Diffuse large B-cell lymphoma (DLBCL) is the most common subtype of non-Hodgkin lymphoma (NHL), and accounts for approximately 30% of NHL in the western population.(1, 2) It is a clinically, immunophenotypically, and genetically heterogeneous disease. The backbone of treatment has been combination chemotherapy with cyclophosphamide, doxorubicin, vincristine and prednisone (CHOP) and addition of rituximab to the regimen (R-CHOP) has significantly improved the prognosis of the disease.(3-6)

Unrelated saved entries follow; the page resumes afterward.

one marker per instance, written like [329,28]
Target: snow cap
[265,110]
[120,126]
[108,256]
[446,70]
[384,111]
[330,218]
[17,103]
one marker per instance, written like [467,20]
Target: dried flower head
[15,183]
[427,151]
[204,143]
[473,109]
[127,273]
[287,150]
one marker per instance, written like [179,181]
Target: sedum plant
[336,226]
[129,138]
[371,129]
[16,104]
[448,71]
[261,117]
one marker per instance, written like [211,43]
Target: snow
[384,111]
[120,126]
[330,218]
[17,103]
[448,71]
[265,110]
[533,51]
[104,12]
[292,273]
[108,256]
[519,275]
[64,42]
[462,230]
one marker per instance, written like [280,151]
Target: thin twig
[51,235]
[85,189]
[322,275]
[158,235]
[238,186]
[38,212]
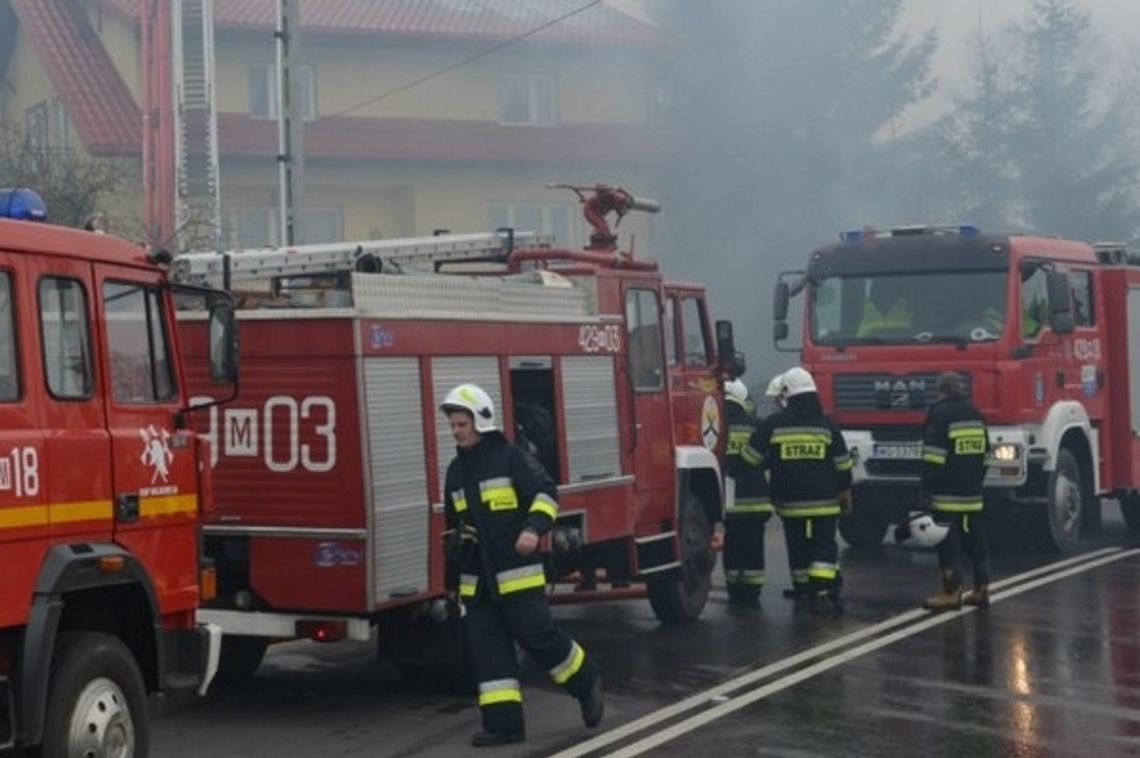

Various prognostic systems incorporating clinical and pathological features have been explored, with the international prognostic index (IPI) being the most widely used to date.(7) Gene expression profiling (GEP) has been successful in classifying the disease into germinal center B-cell (GCB) and activated B-cell (ABC) subtypes, with the latter harboring an inferior prognosis.(8, 9) Targeted agents have been developed that shows improved efficacy in ABC-DLBCL patients, allowing this classification to be used to differentiate treatment strategies.(10) However, the translation of GEP into a more widely available immunohistochemistry (IHC) based classification has resulted in conflicting results.(11-14)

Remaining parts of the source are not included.